The five key steps of Emotion Coaching are:

  1. Awareness: Recognize and acknowledge the child's emotions.
  2. Opportunity: View emotions as a chance for intimacy and teaching.
  3. Empathetic Listening: Validate the child's feelings and listen without judgment.
  4. Labeling Emotions: Help the child express and understand their emotions through words.
  5. Problem-Solving: Set limits and guide the child in finding solutions.

These steps contribute to building a strong emotional bond by:

  • Empowering the Child: Giving them a voice and helping them understand and manage their emotions.
  • Enhancing Communication: Encouraging open dialogue and mutual respect.
  • Fostering Trust: Demonstrating empathy and support, making the child feel safe and understood.
  • Building Self-Esteem: Helping the child develop a positive self-image and confidence.
  • Strengthening the Parent-Child Relationship: Creating a collaborative and loving environment that promotes emotional intelligence and resilience.

Parents can manage their emotional responses and conflicts to shield children from marital discord and divorce's negative impacts by practicing Emotion Coaching. This involves:

  1. Empathetic Listening: Tuning into children's emotions and validating their feelings without judgment, helping them understand that their emotions are valid.

  2. Setting Limits with Love: Establishing clear rules and consequences while maintaining a connection, ensuring children feel loved and understood.

  3. Problem-Solving Together: Encouraging children to express their thoughts and feelings, then collaboratively finding solutions, fostering emotional intelligence.

  4. Avoiding the "Four Horsemen": Refraining from criticism, contempt, defensiveness, and stonewalling in interactions with their partner, as these behaviors can harm children.

  5. Maintaining Emotional Availability: Staying engaged in children's lives, providing emotional support, and being a stable presence during turbulent times.

By adopting these strategies, parents can create a nurturing environment that supports children's emotional well-being, even amidst marital challenges.

In Emotion Coaching, the father plays a crucial role in fostering emotional intelligence in children.
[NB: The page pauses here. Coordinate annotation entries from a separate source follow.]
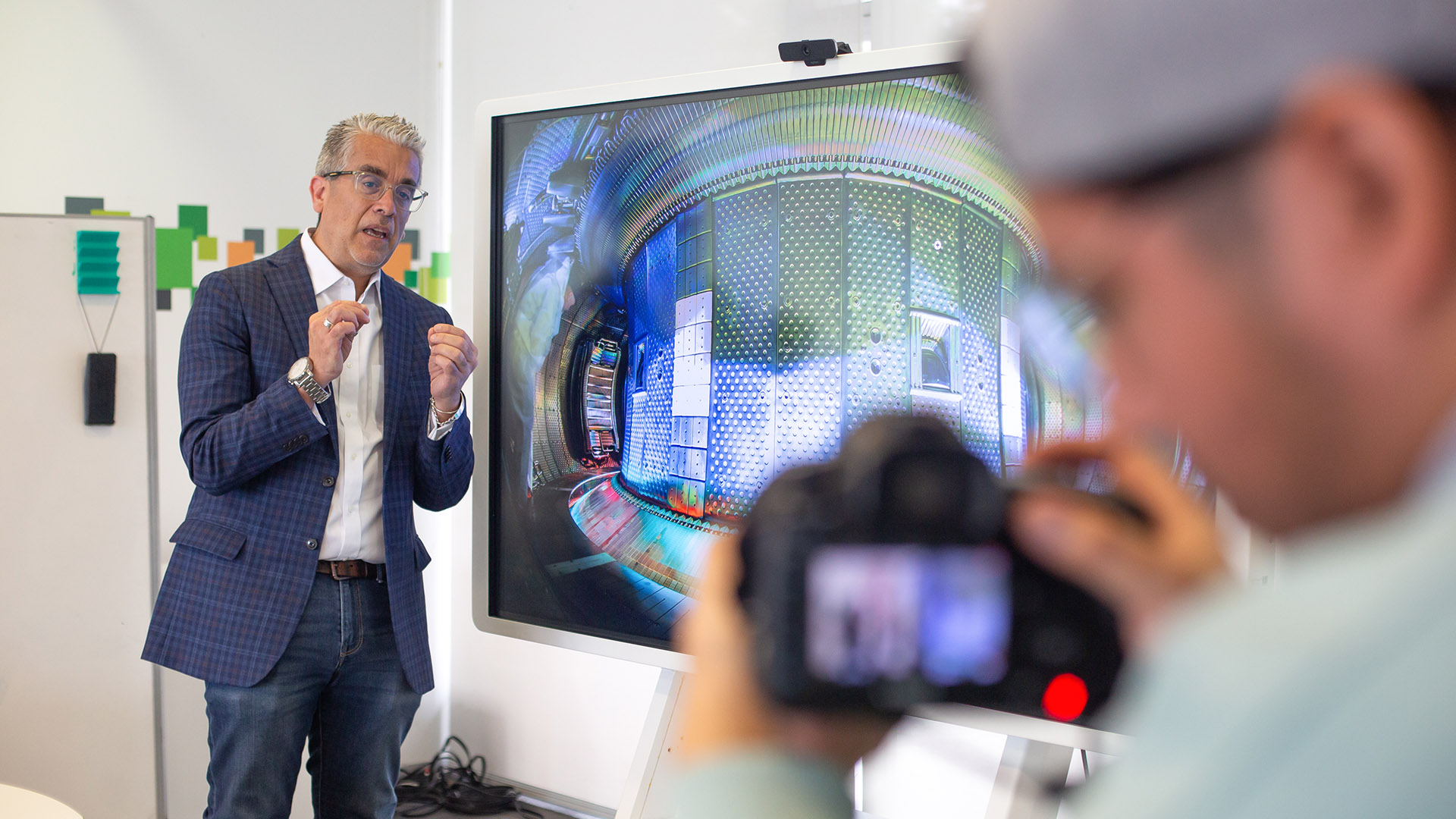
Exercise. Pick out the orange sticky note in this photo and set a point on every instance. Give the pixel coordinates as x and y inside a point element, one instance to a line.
<point>400,262</point>
<point>239,253</point>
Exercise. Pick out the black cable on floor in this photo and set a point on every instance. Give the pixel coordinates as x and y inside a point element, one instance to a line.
<point>453,781</point>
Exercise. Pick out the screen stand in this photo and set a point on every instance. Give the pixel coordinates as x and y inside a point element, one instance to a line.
<point>1018,792</point>
<point>645,795</point>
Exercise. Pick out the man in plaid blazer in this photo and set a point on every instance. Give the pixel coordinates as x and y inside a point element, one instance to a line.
<point>321,401</point>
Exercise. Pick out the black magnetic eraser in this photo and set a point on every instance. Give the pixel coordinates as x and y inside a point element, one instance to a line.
<point>99,390</point>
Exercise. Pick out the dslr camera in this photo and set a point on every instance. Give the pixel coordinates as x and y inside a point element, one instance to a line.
<point>887,579</point>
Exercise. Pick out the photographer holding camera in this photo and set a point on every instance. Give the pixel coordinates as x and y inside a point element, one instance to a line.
<point>1258,202</point>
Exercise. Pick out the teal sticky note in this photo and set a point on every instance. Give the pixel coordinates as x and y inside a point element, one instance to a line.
<point>194,218</point>
<point>174,257</point>
<point>96,261</point>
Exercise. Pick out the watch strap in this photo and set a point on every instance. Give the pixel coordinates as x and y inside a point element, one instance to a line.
<point>309,385</point>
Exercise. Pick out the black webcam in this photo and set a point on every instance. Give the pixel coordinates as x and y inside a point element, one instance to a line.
<point>813,52</point>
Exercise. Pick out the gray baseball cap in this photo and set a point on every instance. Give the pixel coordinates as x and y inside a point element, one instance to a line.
<point>1087,91</point>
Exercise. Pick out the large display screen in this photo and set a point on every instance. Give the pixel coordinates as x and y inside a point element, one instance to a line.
<point>695,293</point>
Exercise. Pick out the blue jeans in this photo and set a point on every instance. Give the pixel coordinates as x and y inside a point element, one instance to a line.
<point>341,687</point>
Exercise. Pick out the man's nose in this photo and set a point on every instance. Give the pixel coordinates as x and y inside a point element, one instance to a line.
<point>384,205</point>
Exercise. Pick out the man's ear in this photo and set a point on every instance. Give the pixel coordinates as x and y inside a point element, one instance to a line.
<point>1376,178</point>
<point>319,193</point>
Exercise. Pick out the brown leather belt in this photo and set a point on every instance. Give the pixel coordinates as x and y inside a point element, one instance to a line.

He is not just a secondary figure but can significantly impact a child's emotional development. Men can develop a stronger emotional connection with their children by:

  1. Emotional Awareness: Men should recognize and acknowledge their own emotions and those of their children. This involves being open to expressing feelings and understanding that emotions are a normal part of life.

  2. Active Engagement: Men should actively participate in their children's lives, including daily care and play. This helps build trust and a sense of security.
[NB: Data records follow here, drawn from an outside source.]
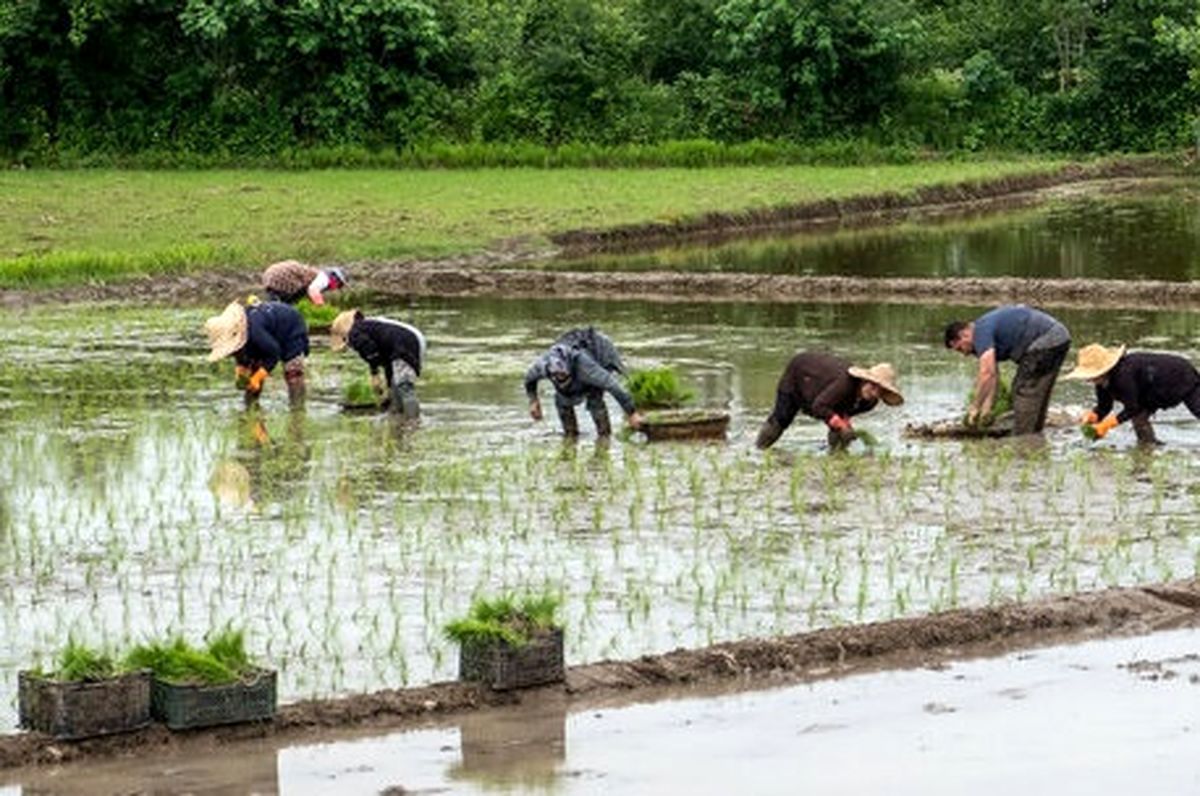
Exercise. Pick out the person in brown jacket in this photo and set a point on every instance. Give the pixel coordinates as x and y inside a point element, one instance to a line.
<point>831,389</point>
<point>289,281</point>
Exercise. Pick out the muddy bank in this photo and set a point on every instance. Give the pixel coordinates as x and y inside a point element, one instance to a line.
<point>509,269</point>
<point>743,664</point>
<point>676,287</point>
<point>882,205</point>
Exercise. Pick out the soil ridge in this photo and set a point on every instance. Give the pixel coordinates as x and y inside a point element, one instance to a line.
<point>831,652</point>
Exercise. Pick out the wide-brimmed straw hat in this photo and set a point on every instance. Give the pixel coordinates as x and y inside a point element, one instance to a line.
<point>1096,360</point>
<point>227,331</point>
<point>885,377</point>
<point>340,330</point>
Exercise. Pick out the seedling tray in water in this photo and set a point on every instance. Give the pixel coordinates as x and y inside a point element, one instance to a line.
<point>71,710</point>
<point>504,666</point>
<point>186,706</point>
<point>685,424</point>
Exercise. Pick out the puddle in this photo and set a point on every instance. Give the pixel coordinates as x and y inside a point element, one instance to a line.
<point>979,725</point>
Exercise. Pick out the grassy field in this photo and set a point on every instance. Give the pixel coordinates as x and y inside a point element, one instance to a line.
<point>87,226</point>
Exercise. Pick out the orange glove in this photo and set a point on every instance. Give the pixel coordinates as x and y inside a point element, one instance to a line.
<point>1104,426</point>
<point>839,424</point>
<point>256,382</point>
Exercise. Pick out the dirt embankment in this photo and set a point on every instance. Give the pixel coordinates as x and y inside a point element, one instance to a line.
<point>833,652</point>
<point>510,269</point>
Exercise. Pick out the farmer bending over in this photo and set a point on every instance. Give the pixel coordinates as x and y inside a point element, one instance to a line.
<point>831,389</point>
<point>1143,382</point>
<point>581,365</point>
<point>1030,337</point>
<point>383,343</point>
<point>289,281</point>
<point>259,336</point>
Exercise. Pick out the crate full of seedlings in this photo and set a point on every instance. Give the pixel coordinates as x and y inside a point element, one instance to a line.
<point>509,642</point>
<point>207,687</point>
<point>88,695</point>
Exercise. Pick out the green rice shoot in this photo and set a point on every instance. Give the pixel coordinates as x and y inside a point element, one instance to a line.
<point>507,620</point>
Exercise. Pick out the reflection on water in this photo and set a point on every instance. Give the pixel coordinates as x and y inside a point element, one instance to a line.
<point>141,497</point>
<point>1151,234</point>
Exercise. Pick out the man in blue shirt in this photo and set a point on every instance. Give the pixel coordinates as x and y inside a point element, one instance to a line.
<point>1036,341</point>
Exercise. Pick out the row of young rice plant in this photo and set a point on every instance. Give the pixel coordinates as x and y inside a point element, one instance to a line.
<point>138,501</point>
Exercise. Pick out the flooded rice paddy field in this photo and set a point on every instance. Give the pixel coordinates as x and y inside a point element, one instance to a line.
<point>137,498</point>
<point>1099,231</point>
<point>1031,714</point>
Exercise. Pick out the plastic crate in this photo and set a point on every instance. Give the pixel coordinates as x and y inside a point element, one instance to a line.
<point>504,666</point>
<point>72,710</point>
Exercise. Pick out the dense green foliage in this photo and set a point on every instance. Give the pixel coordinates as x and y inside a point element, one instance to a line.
<point>505,618</point>
<point>222,660</point>
<point>657,388</point>
<point>78,662</point>
<point>423,82</point>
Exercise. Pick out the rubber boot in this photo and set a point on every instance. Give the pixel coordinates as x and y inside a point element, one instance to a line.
<point>295,390</point>
<point>1145,431</point>
<point>570,424</point>
<point>403,400</point>
<point>768,434</point>
<point>600,417</point>
<point>839,440</point>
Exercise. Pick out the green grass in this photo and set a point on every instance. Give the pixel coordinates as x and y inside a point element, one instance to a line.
<point>505,618</point>
<point>78,662</point>
<point>76,227</point>
<point>658,388</point>
<point>222,660</point>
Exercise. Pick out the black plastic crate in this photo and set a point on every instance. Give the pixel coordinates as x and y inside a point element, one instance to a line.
<point>72,710</point>
<point>186,706</point>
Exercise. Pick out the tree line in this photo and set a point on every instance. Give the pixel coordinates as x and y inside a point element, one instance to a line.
<point>265,76</point>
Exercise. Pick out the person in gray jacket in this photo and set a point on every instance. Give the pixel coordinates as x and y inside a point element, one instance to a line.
<point>581,365</point>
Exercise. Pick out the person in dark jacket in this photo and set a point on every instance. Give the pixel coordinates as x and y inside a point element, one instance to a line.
<point>829,389</point>
<point>1033,340</point>
<point>1143,382</point>
<point>397,348</point>
<point>581,365</point>
<point>258,337</point>
<point>289,281</point>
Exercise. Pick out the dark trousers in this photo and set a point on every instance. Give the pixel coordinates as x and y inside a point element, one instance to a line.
<point>1036,373</point>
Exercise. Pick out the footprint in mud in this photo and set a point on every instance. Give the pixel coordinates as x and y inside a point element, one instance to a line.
<point>821,728</point>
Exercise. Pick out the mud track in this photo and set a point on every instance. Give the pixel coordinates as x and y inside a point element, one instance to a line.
<point>513,268</point>
<point>835,652</point>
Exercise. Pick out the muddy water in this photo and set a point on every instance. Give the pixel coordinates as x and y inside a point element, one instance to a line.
<point>1081,232</point>
<point>1103,717</point>
<point>141,498</point>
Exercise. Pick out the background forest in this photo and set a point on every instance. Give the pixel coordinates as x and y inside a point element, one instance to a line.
<point>267,77</point>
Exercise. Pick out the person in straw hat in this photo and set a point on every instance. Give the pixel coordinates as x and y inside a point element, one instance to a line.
<point>397,348</point>
<point>829,389</point>
<point>289,281</point>
<point>1143,382</point>
<point>259,337</point>
<point>1036,341</point>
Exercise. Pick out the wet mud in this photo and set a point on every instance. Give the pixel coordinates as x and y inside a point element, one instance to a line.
<point>832,652</point>
<point>510,268</point>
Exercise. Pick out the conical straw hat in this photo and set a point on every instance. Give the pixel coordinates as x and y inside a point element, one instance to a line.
<point>1096,360</point>
<point>885,376</point>
<point>227,331</point>
<point>340,330</point>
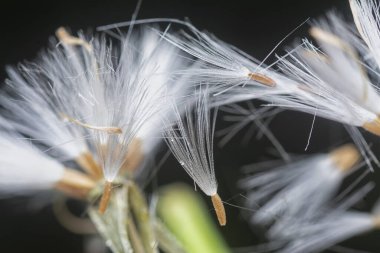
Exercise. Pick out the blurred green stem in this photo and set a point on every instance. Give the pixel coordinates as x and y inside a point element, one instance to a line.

  3. Empathy and Validation: Showing empathy and validating a child's feelings helps children learn to regulate their emotions. Men should avoid dismissive or critical attitudes and instead offer understanding and support.
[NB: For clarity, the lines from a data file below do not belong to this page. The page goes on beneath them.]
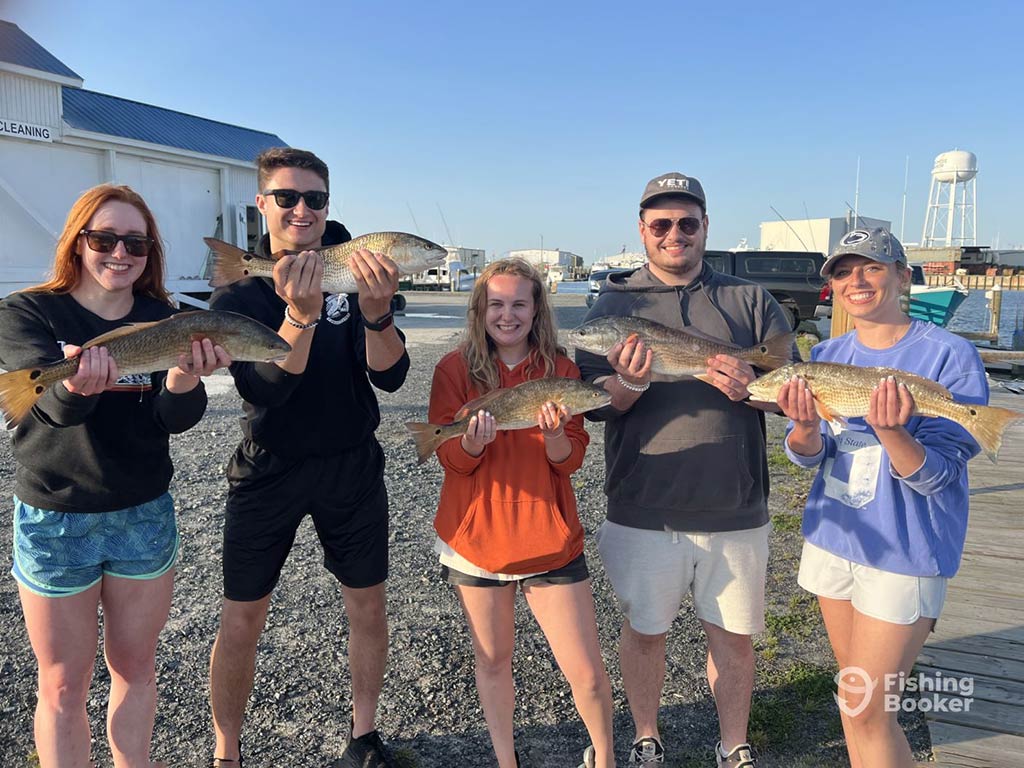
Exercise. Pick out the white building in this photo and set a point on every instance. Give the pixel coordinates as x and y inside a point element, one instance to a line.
<point>57,139</point>
<point>812,235</point>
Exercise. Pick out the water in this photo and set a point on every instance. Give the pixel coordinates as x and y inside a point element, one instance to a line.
<point>973,314</point>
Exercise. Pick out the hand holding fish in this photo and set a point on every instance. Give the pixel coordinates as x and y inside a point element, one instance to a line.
<point>206,357</point>
<point>892,406</point>
<point>377,281</point>
<point>730,376</point>
<point>96,371</point>
<point>298,280</point>
<point>797,401</point>
<point>480,431</point>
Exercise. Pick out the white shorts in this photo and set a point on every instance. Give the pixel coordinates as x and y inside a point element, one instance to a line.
<point>651,570</point>
<point>896,598</point>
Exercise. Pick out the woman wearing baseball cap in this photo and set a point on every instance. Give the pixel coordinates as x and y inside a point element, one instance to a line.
<point>887,513</point>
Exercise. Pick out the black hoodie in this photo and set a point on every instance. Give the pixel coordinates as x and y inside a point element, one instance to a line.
<point>328,409</point>
<point>685,457</point>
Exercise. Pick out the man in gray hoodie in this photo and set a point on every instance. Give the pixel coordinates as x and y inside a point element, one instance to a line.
<point>686,470</point>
  4. Positive Role Modeling: Men should model healthy emotional expression and conflict resolution. This includes managing anger constructively and communicating openly.

  5. Quality Time: Spending meaningful time with children, engaging in activities that both enjoy, strengthens the bond and allows for emotional growth.

By embracing these practices, fathers can contribute significantly to their children's emotional intelligence and overall well-being.